PCC Sue Mountstevens and members of her team, officers from Broadbury Road Police Station and Bristol’s Mayor Marvin Rees all attended Knowle West Fest to launch Knowle West Against Racism, a local, community led movement, which aims to support victims of hate crime and stand up to the people who perpetrate it.

PCC Sue Mountstevens said: “I was delighted to attend this year’s Knowle West Fest, to see how the community is coming together to raise awareness of hate crime. It also gave us an opportunity to share the important message that if you are a victim, you are not alone and we are here to help. It was fantastic to join the neighbourhood team on Saturday – thank you to everyone who came along."

To represent the diversity of the local community people left their hand-prints in coloured paints on boards, along with messages of support for victims of hate crime and 200 multi-coloured balloons were released into the sky.

The hand-print murals will now be displayed in prominent positions in the community like the Knowle West Media Centre, The Park Centre and at Broadbury Station.

South Bristol's Neighbourhood Manager Inspector Nigel Colston said: “The majority of people in south Bristol are tolerant and welcoming people, who cherish the diversity of their local communities.

Unfortunately, there will always be a handful of people who think they can bully and intimidate people who they see as different to them."

“This event just goes to show how strong the community is here and how well people pull together when they see injustice.

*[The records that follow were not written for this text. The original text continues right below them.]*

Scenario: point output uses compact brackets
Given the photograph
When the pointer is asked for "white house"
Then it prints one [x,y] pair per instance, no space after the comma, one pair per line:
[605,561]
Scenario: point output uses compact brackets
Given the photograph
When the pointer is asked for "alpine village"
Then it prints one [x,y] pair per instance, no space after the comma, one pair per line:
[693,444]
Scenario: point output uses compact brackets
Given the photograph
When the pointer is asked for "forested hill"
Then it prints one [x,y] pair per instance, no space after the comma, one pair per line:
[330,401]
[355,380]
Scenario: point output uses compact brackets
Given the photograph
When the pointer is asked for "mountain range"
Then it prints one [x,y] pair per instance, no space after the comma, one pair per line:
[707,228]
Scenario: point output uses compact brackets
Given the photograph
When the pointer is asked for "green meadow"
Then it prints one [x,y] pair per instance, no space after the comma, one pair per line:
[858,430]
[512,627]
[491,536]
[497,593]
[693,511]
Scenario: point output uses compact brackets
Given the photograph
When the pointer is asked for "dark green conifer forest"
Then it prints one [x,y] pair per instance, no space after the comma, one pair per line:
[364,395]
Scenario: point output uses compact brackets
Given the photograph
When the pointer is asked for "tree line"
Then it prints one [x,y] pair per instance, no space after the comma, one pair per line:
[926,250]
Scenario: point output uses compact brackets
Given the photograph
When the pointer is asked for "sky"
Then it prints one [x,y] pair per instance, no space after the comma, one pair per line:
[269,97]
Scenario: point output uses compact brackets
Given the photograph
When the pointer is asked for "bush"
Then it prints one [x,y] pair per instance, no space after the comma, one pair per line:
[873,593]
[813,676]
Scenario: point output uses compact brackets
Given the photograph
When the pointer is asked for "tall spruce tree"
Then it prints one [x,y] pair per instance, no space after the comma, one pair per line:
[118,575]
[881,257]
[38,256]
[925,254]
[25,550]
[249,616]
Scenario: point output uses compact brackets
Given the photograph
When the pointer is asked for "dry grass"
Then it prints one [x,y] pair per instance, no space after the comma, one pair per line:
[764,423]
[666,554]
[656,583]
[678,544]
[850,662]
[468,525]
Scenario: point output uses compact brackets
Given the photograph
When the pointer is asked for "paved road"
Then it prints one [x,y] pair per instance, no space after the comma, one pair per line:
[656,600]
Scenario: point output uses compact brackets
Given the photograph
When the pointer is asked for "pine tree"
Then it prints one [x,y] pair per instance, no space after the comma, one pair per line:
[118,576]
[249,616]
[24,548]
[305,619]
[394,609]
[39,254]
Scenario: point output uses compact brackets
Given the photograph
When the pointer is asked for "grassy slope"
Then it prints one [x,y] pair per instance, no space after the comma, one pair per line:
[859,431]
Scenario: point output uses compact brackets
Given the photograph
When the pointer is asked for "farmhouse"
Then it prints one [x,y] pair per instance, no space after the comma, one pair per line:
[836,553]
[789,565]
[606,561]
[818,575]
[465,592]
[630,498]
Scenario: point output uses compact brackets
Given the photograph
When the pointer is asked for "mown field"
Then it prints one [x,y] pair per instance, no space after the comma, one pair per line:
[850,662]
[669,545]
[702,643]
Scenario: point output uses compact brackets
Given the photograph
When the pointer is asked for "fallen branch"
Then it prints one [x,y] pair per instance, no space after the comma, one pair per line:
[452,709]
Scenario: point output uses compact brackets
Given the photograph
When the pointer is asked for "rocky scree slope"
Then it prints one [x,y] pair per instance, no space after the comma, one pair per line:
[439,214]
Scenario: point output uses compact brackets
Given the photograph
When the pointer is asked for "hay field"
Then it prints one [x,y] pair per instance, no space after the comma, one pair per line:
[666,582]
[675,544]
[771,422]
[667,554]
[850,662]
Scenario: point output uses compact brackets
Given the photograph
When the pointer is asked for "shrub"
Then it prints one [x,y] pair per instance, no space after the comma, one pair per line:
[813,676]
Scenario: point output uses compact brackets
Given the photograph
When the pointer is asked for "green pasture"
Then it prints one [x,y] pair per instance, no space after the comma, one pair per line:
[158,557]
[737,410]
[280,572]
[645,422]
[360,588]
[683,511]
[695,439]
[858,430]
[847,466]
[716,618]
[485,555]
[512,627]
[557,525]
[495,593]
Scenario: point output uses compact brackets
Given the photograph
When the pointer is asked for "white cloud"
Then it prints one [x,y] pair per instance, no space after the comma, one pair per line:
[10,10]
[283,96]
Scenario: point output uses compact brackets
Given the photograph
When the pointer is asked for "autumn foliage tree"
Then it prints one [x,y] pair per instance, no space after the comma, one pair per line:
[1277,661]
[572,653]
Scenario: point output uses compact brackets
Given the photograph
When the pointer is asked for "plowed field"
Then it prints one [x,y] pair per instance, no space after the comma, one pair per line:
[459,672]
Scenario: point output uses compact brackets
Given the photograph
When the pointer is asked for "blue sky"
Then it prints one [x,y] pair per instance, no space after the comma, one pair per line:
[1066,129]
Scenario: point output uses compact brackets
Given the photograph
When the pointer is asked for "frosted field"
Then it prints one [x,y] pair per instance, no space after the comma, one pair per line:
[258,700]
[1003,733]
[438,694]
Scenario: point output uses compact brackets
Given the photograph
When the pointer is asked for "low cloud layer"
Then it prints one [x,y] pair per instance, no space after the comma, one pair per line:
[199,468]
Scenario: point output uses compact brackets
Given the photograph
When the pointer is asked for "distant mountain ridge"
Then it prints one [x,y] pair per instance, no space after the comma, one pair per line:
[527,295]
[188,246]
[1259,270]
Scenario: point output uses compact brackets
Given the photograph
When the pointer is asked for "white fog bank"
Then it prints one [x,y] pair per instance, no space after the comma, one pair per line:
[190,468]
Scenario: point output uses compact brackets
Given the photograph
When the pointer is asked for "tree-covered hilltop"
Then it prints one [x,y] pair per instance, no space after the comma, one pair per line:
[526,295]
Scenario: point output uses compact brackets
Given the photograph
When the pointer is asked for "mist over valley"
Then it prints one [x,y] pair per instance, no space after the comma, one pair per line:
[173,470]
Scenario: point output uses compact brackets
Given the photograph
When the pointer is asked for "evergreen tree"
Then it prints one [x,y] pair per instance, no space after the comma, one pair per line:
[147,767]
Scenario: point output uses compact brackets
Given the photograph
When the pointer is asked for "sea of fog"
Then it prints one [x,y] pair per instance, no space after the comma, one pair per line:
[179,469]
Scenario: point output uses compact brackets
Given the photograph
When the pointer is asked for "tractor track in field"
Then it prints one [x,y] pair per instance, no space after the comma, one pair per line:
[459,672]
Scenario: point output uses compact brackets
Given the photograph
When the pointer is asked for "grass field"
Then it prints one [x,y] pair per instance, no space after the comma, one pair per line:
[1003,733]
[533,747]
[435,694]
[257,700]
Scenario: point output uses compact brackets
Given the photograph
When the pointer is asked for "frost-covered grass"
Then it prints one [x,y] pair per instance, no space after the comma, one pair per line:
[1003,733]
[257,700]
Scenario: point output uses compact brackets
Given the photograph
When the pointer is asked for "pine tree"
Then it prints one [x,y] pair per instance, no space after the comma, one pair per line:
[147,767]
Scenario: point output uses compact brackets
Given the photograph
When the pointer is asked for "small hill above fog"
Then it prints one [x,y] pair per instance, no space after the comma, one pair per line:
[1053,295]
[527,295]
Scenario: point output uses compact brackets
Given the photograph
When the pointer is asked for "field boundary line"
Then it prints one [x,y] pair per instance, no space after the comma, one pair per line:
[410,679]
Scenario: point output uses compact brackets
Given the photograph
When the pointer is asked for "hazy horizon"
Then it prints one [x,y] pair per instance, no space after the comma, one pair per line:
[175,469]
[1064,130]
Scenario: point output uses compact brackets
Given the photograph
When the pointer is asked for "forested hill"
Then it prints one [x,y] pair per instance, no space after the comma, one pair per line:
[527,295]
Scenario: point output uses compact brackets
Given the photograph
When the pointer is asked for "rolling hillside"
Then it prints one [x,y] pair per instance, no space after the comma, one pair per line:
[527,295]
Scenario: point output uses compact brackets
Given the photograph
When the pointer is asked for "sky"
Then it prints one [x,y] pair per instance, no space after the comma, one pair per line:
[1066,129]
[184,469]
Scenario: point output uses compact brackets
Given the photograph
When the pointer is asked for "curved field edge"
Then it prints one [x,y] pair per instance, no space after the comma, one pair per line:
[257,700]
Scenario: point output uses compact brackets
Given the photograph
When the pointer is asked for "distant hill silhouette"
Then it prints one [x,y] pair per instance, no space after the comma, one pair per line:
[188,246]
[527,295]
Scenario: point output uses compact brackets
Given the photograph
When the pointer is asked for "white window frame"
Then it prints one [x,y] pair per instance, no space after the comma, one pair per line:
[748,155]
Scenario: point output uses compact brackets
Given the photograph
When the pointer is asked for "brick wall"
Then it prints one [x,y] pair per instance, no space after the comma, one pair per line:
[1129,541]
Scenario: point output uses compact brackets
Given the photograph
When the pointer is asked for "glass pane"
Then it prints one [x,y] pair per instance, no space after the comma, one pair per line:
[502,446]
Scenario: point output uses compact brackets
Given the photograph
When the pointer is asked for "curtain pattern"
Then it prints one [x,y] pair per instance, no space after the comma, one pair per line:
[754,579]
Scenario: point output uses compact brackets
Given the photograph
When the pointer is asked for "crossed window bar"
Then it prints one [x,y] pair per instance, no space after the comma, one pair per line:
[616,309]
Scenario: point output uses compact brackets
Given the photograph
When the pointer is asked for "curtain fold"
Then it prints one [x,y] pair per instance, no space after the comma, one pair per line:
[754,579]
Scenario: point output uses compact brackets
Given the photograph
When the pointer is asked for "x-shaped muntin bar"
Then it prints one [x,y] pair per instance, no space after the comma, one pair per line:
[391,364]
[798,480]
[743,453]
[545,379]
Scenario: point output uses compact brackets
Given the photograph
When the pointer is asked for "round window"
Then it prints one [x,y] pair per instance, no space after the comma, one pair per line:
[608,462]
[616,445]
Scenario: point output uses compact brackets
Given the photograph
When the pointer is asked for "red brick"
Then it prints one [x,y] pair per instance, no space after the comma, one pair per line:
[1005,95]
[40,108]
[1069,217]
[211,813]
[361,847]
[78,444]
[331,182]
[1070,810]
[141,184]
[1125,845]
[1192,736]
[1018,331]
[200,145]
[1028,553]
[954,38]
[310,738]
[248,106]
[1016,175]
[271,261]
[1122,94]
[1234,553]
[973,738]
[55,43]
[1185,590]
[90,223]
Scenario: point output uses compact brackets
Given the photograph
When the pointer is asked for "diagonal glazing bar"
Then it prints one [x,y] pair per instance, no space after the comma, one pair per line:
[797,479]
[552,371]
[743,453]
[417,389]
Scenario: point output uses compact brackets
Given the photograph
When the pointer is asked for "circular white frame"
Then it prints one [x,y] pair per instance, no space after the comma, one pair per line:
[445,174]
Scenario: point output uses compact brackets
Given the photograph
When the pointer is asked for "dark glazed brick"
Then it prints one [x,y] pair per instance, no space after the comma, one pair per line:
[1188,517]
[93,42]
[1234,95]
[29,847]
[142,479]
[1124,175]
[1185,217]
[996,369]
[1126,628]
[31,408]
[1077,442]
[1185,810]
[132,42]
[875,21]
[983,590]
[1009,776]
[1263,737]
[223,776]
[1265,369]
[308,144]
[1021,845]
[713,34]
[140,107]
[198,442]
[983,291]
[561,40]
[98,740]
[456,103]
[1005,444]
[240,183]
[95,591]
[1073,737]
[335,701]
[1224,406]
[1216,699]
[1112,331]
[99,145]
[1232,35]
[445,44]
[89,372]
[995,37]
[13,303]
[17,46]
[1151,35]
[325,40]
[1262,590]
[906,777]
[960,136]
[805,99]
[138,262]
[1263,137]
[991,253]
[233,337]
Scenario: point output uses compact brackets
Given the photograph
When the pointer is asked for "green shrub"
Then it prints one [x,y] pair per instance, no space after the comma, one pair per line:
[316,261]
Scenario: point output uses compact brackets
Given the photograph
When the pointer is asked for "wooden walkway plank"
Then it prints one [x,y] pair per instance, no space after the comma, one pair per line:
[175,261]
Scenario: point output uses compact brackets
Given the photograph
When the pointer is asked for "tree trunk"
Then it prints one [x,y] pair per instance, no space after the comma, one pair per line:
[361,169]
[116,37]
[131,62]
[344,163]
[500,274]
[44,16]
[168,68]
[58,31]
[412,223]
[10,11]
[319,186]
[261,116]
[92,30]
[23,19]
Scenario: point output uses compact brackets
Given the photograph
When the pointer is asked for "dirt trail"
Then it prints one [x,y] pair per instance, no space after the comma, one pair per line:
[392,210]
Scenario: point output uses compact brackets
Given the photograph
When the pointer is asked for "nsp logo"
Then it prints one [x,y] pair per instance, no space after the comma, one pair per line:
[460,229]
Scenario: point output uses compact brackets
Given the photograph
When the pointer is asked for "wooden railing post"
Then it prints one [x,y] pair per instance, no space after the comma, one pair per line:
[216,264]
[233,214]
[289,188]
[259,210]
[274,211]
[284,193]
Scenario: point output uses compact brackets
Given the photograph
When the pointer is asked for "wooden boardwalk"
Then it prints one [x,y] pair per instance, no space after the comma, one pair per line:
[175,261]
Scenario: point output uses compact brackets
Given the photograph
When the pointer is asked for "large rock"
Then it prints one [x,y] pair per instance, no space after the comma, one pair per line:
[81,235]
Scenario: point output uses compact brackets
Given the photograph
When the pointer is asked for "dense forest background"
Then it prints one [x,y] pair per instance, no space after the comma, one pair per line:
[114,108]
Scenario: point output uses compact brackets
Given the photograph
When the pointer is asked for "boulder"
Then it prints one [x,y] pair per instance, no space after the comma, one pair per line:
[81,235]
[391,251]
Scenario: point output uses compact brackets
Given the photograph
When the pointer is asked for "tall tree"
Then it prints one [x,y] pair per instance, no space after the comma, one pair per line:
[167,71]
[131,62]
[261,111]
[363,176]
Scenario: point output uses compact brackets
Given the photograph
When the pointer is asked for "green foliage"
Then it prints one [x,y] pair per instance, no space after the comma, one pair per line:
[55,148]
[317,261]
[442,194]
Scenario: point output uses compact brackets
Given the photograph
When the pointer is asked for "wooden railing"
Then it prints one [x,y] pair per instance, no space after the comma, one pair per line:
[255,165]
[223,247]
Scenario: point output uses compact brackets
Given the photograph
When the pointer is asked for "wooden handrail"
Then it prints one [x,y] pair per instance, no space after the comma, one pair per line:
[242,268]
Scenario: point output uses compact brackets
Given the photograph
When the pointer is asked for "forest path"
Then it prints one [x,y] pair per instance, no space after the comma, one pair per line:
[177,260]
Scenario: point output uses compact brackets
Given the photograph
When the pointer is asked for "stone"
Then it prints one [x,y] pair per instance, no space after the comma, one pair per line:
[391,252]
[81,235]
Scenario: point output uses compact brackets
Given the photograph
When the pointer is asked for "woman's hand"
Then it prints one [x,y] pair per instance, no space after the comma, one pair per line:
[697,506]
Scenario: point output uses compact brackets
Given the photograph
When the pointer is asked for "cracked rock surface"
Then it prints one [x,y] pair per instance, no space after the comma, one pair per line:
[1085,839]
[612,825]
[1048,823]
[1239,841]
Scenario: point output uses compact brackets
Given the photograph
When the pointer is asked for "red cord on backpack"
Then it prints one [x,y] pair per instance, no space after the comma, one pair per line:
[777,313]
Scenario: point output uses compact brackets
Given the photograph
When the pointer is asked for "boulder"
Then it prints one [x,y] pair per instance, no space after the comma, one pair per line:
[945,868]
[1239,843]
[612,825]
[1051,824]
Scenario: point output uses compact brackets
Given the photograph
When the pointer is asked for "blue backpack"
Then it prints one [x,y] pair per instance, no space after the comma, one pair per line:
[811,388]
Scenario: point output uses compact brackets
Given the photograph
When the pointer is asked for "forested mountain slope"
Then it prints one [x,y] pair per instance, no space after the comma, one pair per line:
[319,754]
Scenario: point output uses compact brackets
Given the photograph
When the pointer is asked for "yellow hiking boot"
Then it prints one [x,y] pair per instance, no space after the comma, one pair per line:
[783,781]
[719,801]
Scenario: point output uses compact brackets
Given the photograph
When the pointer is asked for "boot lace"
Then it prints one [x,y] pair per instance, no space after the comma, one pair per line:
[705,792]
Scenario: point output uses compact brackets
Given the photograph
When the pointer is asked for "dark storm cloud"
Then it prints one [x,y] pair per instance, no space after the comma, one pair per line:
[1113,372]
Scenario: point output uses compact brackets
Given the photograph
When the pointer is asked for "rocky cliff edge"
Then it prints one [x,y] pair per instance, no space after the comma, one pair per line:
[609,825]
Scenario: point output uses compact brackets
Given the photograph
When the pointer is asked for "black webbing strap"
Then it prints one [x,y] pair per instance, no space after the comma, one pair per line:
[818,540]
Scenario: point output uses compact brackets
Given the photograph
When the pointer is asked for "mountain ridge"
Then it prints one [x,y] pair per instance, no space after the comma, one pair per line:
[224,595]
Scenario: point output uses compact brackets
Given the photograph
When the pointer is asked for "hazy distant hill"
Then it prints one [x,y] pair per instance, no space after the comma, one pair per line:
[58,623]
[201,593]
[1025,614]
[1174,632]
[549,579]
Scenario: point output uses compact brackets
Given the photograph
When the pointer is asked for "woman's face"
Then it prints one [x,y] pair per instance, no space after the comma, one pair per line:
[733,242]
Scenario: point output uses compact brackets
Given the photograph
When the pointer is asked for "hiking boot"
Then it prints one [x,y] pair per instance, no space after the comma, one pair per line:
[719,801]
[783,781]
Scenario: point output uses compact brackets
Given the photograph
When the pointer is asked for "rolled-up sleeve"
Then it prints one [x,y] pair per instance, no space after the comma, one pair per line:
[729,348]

Hate crime is never acceptable and we will do everything we can to stamp it out.

“I would encourage anyone who is, or has been a victim of hate crime to please contact us, so that we can investigate and lend support. Alternatively, you can contact an independent agency such as SARI, the Brandon Trust, Bristol Mind or the LGBT Forum, who can support you.”  

Alex Raikes MBE, who is the Strategic Director of Stand Against Racism and Inequality (SARI) said: “We were so pleased to be part of Knowle West Fest again this year.  This is such an important and celebratory event which showcases the exciting, positive work and activities local people and organisations are achieving in the area.  It was an opportunity for people from all communities, of all ages, residents and agencies to come together to have fun."

“We were there to let everyone know what we are doing in the area to fight hate crime. We want to send a very strong message, along with all our Knowle West friends, that there is no place for hate in Knowle West and we will do all we can to make sure this is the case.”